Sanofi-Aventis Halts Acomplia Clinical Trials
French drugmaker Sanofi-Aventis SA said it is putting an end to all clinical trials of Acomplia, a drug aimed at fighting against obesity.

“It's over,” the company’s spokesman Jean Marc Podvin said in an interview, referring to Acomplia, a drug that works by blocking receptors in the brain that help control food intake.

On Wednesday, the pharmaceutical company, the world's No. 4 drugmaker, announced it is discontinuing all human testing of the weight-loss drug Acomplia. Sanofi-Aventis’s clinical development program involved an estimated 24,000 patients, the company said.

In Europe, Acomplia was initially approved for sale in 2006 as a treatment for obesity. However, there have been progressively issued strong warnings on its side effects. In the Unites States, the drug has tackled serious problems with the Food and Drug Administration. Health regulators didn’t approve the drug for sale as a result of people voicing concern about adverse events, depression and suicidal thinking counting among them.

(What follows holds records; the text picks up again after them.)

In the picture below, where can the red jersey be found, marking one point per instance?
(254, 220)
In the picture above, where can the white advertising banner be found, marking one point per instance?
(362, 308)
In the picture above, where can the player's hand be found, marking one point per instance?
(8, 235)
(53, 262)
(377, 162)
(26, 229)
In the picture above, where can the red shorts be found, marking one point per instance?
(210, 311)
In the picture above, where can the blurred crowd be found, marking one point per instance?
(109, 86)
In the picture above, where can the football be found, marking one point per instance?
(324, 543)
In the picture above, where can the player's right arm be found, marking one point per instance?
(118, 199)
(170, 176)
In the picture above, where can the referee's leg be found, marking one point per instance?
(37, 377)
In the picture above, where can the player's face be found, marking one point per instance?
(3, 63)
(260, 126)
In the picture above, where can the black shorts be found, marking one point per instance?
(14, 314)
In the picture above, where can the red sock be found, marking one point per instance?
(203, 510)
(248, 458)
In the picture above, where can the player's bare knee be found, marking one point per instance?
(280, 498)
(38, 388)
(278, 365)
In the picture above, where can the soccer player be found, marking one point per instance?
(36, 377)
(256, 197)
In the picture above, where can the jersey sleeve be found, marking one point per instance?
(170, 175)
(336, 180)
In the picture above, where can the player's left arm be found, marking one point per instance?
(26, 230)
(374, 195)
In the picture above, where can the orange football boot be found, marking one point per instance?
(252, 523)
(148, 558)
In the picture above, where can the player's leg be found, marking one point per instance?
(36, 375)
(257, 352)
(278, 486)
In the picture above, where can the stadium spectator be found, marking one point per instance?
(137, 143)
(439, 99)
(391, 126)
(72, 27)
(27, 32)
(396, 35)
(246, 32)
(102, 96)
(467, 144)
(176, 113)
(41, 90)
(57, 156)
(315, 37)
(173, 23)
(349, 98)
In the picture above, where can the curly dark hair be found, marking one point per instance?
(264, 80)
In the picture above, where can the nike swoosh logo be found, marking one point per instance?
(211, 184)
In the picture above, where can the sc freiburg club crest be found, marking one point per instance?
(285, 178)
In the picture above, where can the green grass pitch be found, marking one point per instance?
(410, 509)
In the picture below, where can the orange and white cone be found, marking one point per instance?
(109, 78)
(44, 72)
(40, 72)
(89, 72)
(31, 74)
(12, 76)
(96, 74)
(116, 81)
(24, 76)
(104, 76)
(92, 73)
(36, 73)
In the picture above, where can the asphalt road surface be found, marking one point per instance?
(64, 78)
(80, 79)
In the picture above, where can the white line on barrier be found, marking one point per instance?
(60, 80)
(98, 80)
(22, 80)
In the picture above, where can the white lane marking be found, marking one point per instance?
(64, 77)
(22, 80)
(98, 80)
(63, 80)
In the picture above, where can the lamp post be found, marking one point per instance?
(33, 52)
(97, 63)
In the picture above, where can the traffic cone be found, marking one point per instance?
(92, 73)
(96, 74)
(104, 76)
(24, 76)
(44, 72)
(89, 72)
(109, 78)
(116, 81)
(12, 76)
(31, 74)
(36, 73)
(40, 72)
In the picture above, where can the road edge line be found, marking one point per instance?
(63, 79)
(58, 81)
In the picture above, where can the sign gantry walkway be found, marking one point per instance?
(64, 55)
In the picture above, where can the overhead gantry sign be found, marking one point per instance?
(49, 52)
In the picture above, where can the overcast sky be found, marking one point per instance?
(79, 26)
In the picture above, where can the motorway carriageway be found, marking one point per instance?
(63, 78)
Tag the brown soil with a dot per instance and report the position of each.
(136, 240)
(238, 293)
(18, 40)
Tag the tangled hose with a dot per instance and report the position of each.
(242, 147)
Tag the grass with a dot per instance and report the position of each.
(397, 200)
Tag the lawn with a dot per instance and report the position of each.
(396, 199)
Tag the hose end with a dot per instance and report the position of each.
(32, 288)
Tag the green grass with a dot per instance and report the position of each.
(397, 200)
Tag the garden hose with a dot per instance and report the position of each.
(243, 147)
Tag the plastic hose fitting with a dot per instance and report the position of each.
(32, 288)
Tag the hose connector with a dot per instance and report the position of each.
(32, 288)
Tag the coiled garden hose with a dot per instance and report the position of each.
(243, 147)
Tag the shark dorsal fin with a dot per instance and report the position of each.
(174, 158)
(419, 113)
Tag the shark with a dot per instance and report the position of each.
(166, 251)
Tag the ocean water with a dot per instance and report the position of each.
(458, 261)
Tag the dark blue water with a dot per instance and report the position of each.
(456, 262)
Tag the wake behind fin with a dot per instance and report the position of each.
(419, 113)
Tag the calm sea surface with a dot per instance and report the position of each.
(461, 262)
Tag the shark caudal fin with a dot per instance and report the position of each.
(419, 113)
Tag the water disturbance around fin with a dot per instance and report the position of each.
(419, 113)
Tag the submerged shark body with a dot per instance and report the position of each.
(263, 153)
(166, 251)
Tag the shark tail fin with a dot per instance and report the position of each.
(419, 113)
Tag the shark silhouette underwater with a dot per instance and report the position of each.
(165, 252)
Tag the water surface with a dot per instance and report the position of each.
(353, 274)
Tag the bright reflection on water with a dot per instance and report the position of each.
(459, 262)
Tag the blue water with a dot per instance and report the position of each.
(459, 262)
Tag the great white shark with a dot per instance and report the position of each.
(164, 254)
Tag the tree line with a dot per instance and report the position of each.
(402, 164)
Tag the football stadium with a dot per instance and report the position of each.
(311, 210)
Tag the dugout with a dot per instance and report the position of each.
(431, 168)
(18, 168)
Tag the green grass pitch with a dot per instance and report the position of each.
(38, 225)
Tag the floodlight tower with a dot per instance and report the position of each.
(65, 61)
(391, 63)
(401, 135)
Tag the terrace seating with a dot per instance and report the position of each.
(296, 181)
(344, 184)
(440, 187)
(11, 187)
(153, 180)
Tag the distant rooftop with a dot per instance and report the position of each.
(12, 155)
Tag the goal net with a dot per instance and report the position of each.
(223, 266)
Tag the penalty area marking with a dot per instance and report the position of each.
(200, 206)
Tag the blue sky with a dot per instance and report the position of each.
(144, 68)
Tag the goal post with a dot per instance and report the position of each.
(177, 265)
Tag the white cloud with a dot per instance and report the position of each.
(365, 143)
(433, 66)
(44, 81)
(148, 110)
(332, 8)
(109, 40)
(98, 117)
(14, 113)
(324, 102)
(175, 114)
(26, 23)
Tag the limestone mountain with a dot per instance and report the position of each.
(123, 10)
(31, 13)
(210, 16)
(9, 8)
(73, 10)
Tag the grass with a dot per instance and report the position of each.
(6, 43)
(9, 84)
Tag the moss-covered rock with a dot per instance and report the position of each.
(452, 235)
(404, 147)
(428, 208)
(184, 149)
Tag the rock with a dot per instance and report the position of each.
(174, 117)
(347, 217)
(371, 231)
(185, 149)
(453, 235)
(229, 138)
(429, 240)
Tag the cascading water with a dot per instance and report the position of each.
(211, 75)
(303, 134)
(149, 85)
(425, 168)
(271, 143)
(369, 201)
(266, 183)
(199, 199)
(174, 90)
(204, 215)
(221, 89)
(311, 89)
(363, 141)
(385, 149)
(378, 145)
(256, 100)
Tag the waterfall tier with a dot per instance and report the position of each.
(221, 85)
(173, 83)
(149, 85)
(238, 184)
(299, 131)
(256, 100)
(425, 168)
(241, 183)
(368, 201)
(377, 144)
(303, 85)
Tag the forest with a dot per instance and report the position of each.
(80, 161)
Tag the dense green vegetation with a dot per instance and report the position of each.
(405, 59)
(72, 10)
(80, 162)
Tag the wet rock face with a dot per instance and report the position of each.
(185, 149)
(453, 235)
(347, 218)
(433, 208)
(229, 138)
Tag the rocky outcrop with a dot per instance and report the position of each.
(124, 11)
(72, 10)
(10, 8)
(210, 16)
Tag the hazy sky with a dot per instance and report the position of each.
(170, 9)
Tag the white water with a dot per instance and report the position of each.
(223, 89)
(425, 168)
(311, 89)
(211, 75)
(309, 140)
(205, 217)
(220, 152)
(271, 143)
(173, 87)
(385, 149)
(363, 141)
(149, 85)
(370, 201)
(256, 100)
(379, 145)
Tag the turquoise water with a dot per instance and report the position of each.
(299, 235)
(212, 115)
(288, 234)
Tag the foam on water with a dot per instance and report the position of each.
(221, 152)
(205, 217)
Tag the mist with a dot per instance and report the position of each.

A couple of weeks ago, the Paris-based company said it decided to suspend sales of Acomplia in the European continent. The decision came after the European Medicines Agency, the agency responsible for the evaluation of medicinal products marketed in Europe, recommended the suspension of sales, claiming the risks it poses are greater and more numerous than its health benefits.

As stated by Acomplia’s manufacturer, over 700,000 overweight and obese people worldwide have been treated with the weight-loss drug, thus gaining considerable health benefits.